As for the DNR and having the license with you issue a few posts back: it all depends. I fish with my dad a lot and when he drives, I leave my keys and wallet in his car and when the DNR comes, they've never had an issue with me going to get my license when my dad was right there and my tackle was right there. I explain that I'm wearing shorts that do not have pockets and they are usually really understanding. However, I think it was either Fishbait or one of his friends that had the wallet and license in a car no more than 25 yards away and got a ticket because techinally, you're supposed to have it on you at all times when you're fishing. 

Thanks,
Chump


----------



## Tinybaum (Mar 8, 2004)

Rangers are like P&S people....some you like some you don't.

That being said I ran into a real prick this spring, won't go into details, cept after a little bit he backed down, and everything was A-O-K.

I rather them come check me 5 times a day, then never at all, which more times then not that is the case.

Tiny


----------



## stonemason (Aug 4, 2006)

go into details.


----------



## MANDINGO (Apr 4, 2004)

*yes*



stupidjet said:


> go into details.


please do


----------



## cygnus-x1 (Oct 12, 2005)

Jeez ... either you people must be bored at work OR there are NO fish to be caught as you are begging for details of DNR license checks?

   

opcorn:


----------



## Tinybaum (Mar 8, 2004)

:beer: :beer: :beer: :beer: :beer: NO!!


----------



## BAYFISHER (Jul 6, 2001)

always a croaker there for me.


----------



## fingersandclaws (Oct 17, 2005)

To answer the thread question: In great numbers, no.

As for the DNR: I was there maybe 3 weeks ago crabbing with a buddy. The older black DNR officer checked us (who BTW was extremely friendly and nice) and as we were shootin' the breeze, I believe the mean "toad" white lady DNR officer snuck up on us.
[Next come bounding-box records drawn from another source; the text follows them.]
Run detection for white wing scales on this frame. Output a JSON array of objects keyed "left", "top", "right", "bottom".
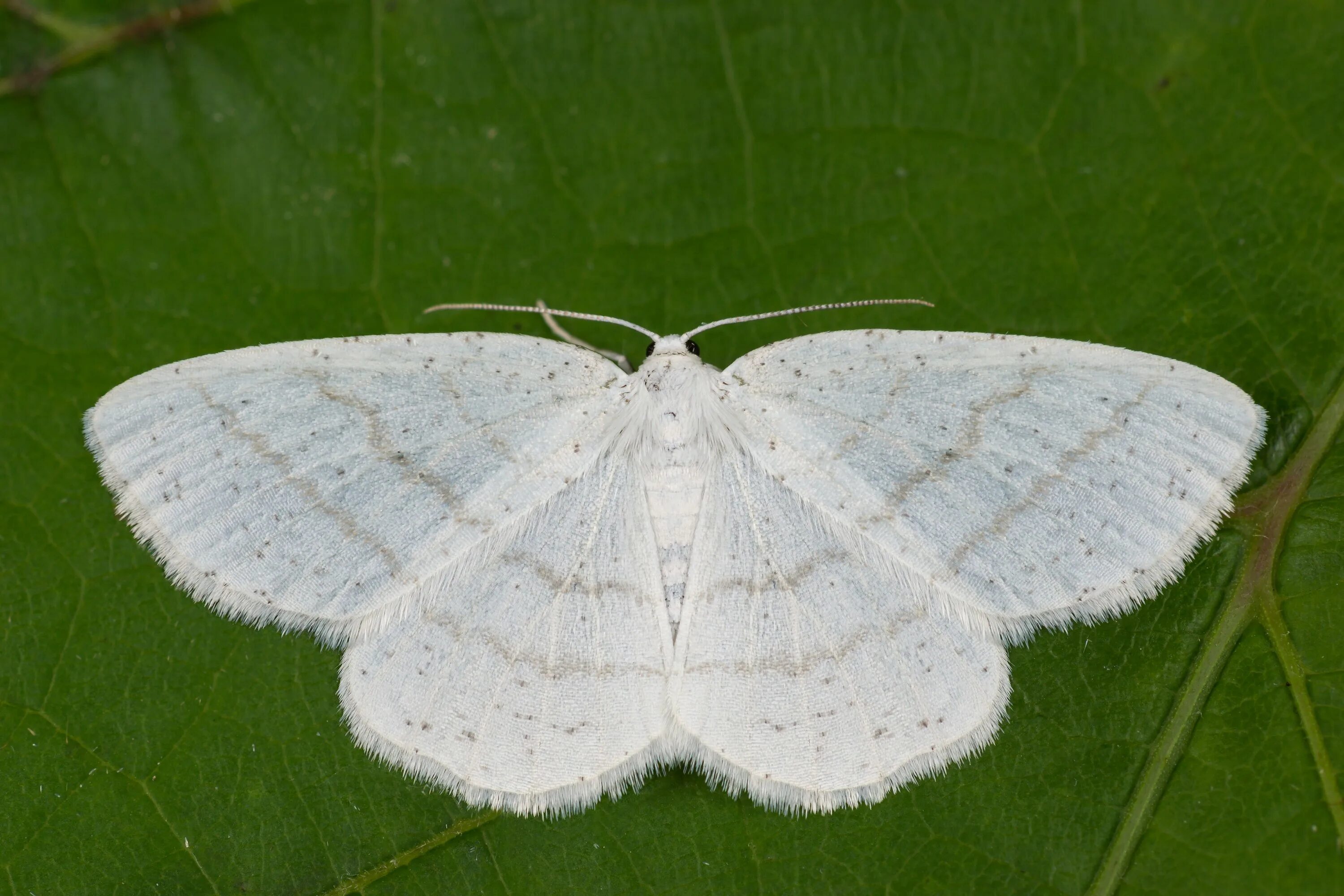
[
  {"left": 86, "top": 333, "right": 624, "bottom": 641},
  {"left": 86, "top": 331, "right": 1265, "bottom": 813},
  {"left": 341, "top": 458, "right": 671, "bottom": 813},
  {"left": 724, "top": 331, "right": 1265, "bottom": 637},
  {"left": 669, "top": 454, "right": 1008, "bottom": 811}
]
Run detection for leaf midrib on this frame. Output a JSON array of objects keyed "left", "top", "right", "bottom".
[{"left": 1087, "top": 379, "right": 1344, "bottom": 896}]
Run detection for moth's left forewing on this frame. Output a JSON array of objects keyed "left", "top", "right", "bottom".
[{"left": 723, "top": 331, "right": 1265, "bottom": 637}]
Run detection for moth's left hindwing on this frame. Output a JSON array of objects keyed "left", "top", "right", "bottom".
[{"left": 340, "top": 455, "right": 671, "bottom": 814}]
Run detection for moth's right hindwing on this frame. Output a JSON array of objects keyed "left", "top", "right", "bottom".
[
  {"left": 669, "top": 452, "right": 1008, "bottom": 811},
  {"left": 85, "top": 333, "right": 624, "bottom": 641}
]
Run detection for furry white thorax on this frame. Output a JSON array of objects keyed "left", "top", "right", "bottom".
[
  {"left": 85, "top": 326, "right": 1265, "bottom": 814},
  {"left": 630, "top": 336, "right": 727, "bottom": 639}
]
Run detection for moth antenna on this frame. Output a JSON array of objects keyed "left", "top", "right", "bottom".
[
  {"left": 681, "top": 298, "right": 934, "bottom": 339},
  {"left": 536, "top": 300, "right": 634, "bottom": 374},
  {"left": 421, "top": 302, "right": 659, "bottom": 343}
]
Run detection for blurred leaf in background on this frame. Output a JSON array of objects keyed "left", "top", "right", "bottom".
[{"left": 0, "top": 0, "right": 1344, "bottom": 895}]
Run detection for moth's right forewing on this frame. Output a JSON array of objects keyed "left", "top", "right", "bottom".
[
  {"left": 85, "top": 333, "right": 624, "bottom": 641},
  {"left": 724, "top": 331, "right": 1265, "bottom": 638}
]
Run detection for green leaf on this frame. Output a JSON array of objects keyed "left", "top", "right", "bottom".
[{"left": 0, "top": 0, "right": 1344, "bottom": 895}]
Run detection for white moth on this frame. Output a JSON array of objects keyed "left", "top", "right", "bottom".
[{"left": 86, "top": 299, "right": 1265, "bottom": 814}]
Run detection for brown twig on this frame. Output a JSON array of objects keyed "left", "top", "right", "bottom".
[{"left": 0, "top": 0, "right": 253, "bottom": 97}]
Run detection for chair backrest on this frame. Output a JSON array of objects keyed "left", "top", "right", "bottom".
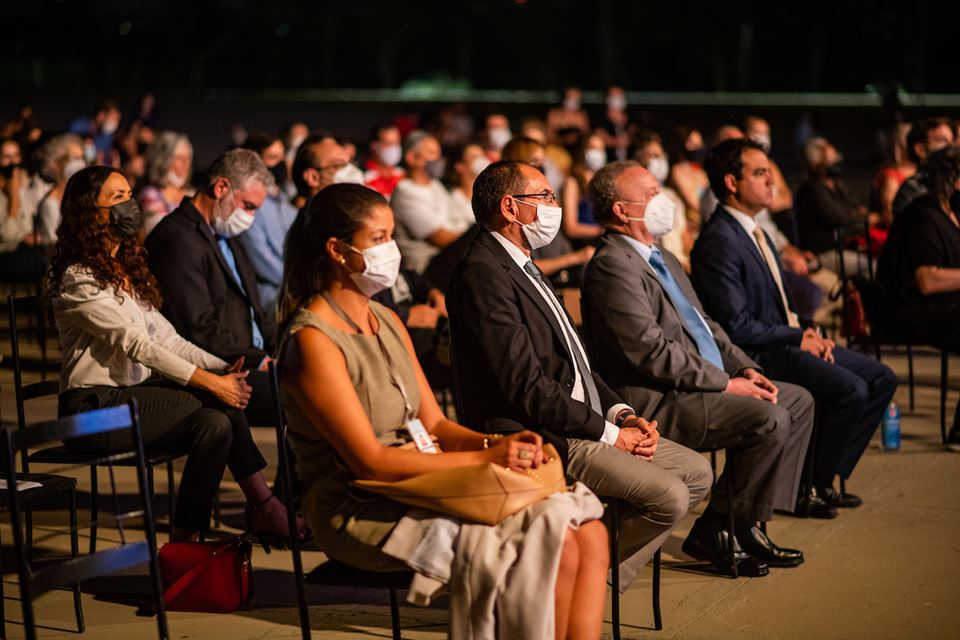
[
  {"left": 267, "top": 360, "right": 311, "bottom": 640},
  {"left": 0, "top": 400, "right": 167, "bottom": 638},
  {"left": 7, "top": 296, "right": 60, "bottom": 473}
]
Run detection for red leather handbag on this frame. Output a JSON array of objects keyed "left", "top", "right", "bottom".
[{"left": 159, "top": 536, "right": 253, "bottom": 613}]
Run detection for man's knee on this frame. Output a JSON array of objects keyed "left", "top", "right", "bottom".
[{"left": 194, "top": 409, "right": 233, "bottom": 449}]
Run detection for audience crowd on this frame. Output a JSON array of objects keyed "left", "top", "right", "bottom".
[{"left": 0, "top": 87, "right": 960, "bottom": 638}]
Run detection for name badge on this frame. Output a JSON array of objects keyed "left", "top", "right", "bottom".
[{"left": 404, "top": 418, "right": 437, "bottom": 453}]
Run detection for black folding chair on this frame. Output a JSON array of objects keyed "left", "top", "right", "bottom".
[
  {"left": 0, "top": 400, "right": 168, "bottom": 640},
  {"left": 598, "top": 496, "right": 663, "bottom": 640},
  {"left": 7, "top": 296, "right": 186, "bottom": 553},
  {"left": 269, "top": 362, "right": 413, "bottom": 640}
]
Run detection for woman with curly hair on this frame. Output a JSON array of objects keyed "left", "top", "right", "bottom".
[{"left": 47, "top": 167, "right": 298, "bottom": 542}]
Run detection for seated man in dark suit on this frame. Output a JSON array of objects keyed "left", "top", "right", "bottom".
[
  {"left": 692, "top": 140, "right": 897, "bottom": 510},
  {"left": 146, "top": 149, "right": 276, "bottom": 425},
  {"left": 581, "top": 162, "right": 813, "bottom": 567},
  {"left": 447, "top": 161, "right": 720, "bottom": 588}
]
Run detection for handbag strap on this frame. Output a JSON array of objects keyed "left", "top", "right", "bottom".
[{"left": 163, "top": 538, "right": 240, "bottom": 602}]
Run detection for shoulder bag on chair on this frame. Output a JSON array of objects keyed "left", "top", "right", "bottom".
[{"left": 159, "top": 536, "right": 253, "bottom": 613}]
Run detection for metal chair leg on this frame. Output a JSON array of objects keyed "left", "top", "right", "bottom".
[
  {"left": 940, "top": 349, "right": 950, "bottom": 446},
  {"left": 653, "top": 549, "right": 663, "bottom": 631},
  {"left": 907, "top": 344, "right": 915, "bottom": 413},
  {"left": 167, "top": 460, "right": 177, "bottom": 536},
  {"left": 607, "top": 498, "right": 620, "bottom": 640},
  {"left": 723, "top": 464, "right": 739, "bottom": 579},
  {"left": 390, "top": 589, "right": 401, "bottom": 640},
  {"left": 70, "top": 487, "right": 87, "bottom": 633},
  {"left": 90, "top": 465, "right": 100, "bottom": 554}
]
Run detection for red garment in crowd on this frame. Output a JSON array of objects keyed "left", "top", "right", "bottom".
[{"left": 363, "top": 160, "right": 407, "bottom": 199}]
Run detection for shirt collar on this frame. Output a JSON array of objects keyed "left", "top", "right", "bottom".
[
  {"left": 723, "top": 205, "right": 757, "bottom": 237},
  {"left": 620, "top": 233, "right": 656, "bottom": 264},
  {"left": 490, "top": 231, "right": 531, "bottom": 269}
]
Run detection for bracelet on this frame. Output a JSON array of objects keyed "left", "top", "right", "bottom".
[
  {"left": 614, "top": 409, "right": 637, "bottom": 427},
  {"left": 483, "top": 433, "right": 503, "bottom": 449}
]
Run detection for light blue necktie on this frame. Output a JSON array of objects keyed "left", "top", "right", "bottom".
[
  {"left": 217, "top": 236, "right": 263, "bottom": 349},
  {"left": 650, "top": 249, "right": 723, "bottom": 370}
]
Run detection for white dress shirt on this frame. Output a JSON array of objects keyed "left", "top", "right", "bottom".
[
  {"left": 491, "top": 231, "right": 633, "bottom": 446},
  {"left": 53, "top": 265, "right": 227, "bottom": 392}
]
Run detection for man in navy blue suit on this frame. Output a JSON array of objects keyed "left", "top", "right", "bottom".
[{"left": 691, "top": 140, "right": 897, "bottom": 518}]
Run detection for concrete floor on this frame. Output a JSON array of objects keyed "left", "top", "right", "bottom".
[{"left": 0, "top": 354, "right": 960, "bottom": 640}]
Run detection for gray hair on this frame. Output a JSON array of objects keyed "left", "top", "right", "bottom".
[
  {"left": 36, "top": 133, "right": 83, "bottom": 183},
  {"left": 143, "top": 131, "right": 193, "bottom": 187},
  {"left": 207, "top": 149, "right": 276, "bottom": 190},
  {"left": 803, "top": 136, "right": 830, "bottom": 167},
  {"left": 587, "top": 160, "right": 643, "bottom": 225}
]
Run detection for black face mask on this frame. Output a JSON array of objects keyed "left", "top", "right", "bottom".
[
  {"left": 950, "top": 191, "right": 960, "bottom": 215},
  {"left": 270, "top": 160, "right": 289, "bottom": 189},
  {"left": 109, "top": 198, "right": 143, "bottom": 240}
]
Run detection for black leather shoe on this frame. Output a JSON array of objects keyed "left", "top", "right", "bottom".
[
  {"left": 817, "top": 487, "right": 863, "bottom": 509},
  {"left": 736, "top": 524, "right": 803, "bottom": 567},
  {"left": 681, "top": 520, "right": 770, "bottom": 578},
  {"left": 793, "top": 489, "right": 838, "bottom": 520}
]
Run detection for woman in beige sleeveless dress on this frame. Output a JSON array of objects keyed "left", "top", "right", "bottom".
[{"left": 280, "top": 184, "right": 608, "bottom": 639}]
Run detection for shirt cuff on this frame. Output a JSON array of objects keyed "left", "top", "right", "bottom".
[
  {"left": 600, "top": 420, "right": 620, "bottom": 447},
  {"left": 607, "top": 402, "right": 633, "bottom": 422}
]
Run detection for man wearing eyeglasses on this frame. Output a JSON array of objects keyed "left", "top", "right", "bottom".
[
  {"left": 291, "top": 132, "right": 350, "bottom": 211},
  {"left": 447, "top": 161, "right": 712, "bottom": 590}
]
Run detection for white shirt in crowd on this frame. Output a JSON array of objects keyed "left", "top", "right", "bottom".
[
  {"left": 390, "top": 178, "right": 457, "bottom": 273},
  {"left": 53, "top": 265, "right": 227, "bottom": 392}
]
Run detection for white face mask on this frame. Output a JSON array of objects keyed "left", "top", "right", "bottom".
[
  {"left": 344, "top": 240, "right": 401, "bottom": 298},
  {"left": 647, "top": 156, "right": 670, "bottom": 185},
  {"left": 63, "top": 158, "right": 87, "bottom": 180},
  {"left": 624, "top": 193, "right": 677, "bottom": 238},
  {"left": 333, "top": 162, "right": 363, "bottom": 184},
  {"left": 163, "top": 169, "right": 187, "bottom": 189},
  {"left": 377, "top": 144, "right": 403, "bottom": 167},
  {"left": 750, "top": 133, "right": 771, "bottom": 153},
  {"left": 607, "top": 94, "right": 627, "bottom": 111},
  {"left": 470, "top": 156, "right": 490, "bottom": 176},
  {"left": 213, "top": 192, "right": 253, "bottom": 238},
  {"left": 583, "top": 149, "right": 607, "bottom": 171},
  {"left": 487, "top": 127, "right": 513, "bottom": 151},
  {"left": 517, "top": 200, "right": 563, "bottom": 249}
]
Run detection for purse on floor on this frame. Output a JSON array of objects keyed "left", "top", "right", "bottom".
[
  {"left": 159, "top": 536, "right": 253, "bottom": 613},
  {"left": 351, "top": 444, "right": 567, "bottom": 525}
]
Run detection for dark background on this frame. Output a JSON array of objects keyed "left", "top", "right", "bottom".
[{"left": 0, "top": 0, "right": 960, "bottom": 190}]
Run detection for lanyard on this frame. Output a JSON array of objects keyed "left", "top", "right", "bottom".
[{"left": 323, "top": 291, "right": 415, "bottom": 421}]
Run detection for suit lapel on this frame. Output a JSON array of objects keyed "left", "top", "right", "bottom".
[
  {"left": 604, "top": 233, "right": 696, "bottom": 343},
  {"left": 477, "top": 232, "right": 573, "bottom": 357},
  {"left": 718, "top": 208, "right": 786, "bottom": 307},
  {"left": 190, "top": 205, "right": 250, "bottom": 304}
]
My buddy was messin' around with his cell phone while we were talkin' to the older DNR man and she says "is that a gun"? All 3 of us were like "WHERE"!!!?!!?? and looked around for bad guys carrying guns. We realized she was referring to my friend, and he said it was just a Motorola cell phone  The older DNR man kinda chuckled and told us to have a great night!!!! I think he knows when to be wary and when to be on alert, she on the other hand always makes me nervous.


----------